What is a ‘Non-Accountable Plan’
A non-accountable plan is a way to provide employees with an allowance for business expenses or travel that does not need to be justified to an employer. Money provided to employees in a non-accountable plan is considered taxable income and should appear on an employee’s W-2. Also known as an allowance plan, non-accountable plans differ from accountable plans in that the latter requires employees to provide adequate accounting to receive reimbursement. Since money received by employees under an accountable plan is for reimbursement of money spent on business-related expenses it is not taxable.

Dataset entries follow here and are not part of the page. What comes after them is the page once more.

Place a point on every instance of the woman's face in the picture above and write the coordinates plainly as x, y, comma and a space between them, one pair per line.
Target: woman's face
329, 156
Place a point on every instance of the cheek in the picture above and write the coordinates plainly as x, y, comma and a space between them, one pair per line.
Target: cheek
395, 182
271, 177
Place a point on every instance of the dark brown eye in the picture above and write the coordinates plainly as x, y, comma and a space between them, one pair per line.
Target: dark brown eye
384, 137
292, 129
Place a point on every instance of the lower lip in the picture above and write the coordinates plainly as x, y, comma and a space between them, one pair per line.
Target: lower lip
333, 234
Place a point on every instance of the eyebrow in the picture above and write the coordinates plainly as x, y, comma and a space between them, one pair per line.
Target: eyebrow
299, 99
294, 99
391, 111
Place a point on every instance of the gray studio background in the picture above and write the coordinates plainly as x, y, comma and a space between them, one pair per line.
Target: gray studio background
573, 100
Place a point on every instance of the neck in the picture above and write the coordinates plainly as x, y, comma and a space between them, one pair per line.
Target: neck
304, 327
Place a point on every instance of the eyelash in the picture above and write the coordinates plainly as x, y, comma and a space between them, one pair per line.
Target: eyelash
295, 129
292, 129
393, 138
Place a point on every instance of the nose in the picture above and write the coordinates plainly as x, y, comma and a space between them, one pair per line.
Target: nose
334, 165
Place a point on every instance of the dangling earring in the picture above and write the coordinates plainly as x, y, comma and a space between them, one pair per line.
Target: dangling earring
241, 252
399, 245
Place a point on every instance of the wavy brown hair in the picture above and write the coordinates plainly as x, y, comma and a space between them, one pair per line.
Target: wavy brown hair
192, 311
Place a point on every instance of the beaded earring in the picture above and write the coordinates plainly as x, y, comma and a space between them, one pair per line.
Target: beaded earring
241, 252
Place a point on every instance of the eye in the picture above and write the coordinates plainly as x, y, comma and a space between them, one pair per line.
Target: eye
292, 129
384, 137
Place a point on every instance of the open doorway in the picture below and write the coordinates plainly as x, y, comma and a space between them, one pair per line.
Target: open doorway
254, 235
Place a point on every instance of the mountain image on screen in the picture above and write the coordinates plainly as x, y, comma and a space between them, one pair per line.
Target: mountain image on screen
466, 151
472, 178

Breaking Down ‘Non-Accountable Plan’
While money given to employees under a non-accountable plan is meant to be spent on business expenses, such as travel, meals or entertainment, the recipient may spend it any way they choose. For example, if an employer were to give an employee $500 to cover the cost of meals while away on a business trip, under a non-accountable plan, the employee could eat inexpensive food for every meal and pocket the savings. As far as how the Internal Revenue Service (IRS) is concerned, it is compensation that is paid in addition to salary or wages. As such, it is taxed as income. Employers may use a non-accountable plan for some expense items and an accountable plan for other expenses.
Non-Accountable Plan: Expenses and Tax
Any outlay on business-related expenses in a non-accountable plan may be claimed as a miscellaneous itemized deduction by the recipient on their 1040 Form. Such expenses are subject to a 2% limitation that dictates that filers who itemize may only deduct the part of the expenses that exceeds 2% of their Adjusted Gross Income (AGI).
As per IRS rules, expenses must be both “ordinary and necessary” to be deductible, otherwise the IRS may deny then or consider them “lavish” and also not allow them, though this is rarely applied. In the context of non-accountable plans, “ordinary and necessary” has a more lax definition depending on the context. “Ordinary” simply means something that is typically needed in the operation of a business. “Necessary” merely means an item is appropriate and helpful in the operation of a business. For more, see IRS Topic Number 514: Employee Business Expenses.
Non-Accountable Plan vs. Accountable Plan
In an accountable plan, the employee must substantiate what the expense was and what it was for, how much it was, and that it was incurred while doing business for the company. Accountable plan expenses are not considered taxable income. Any advances not used must be returned to the company in a timely fashion (as specified by the IRS).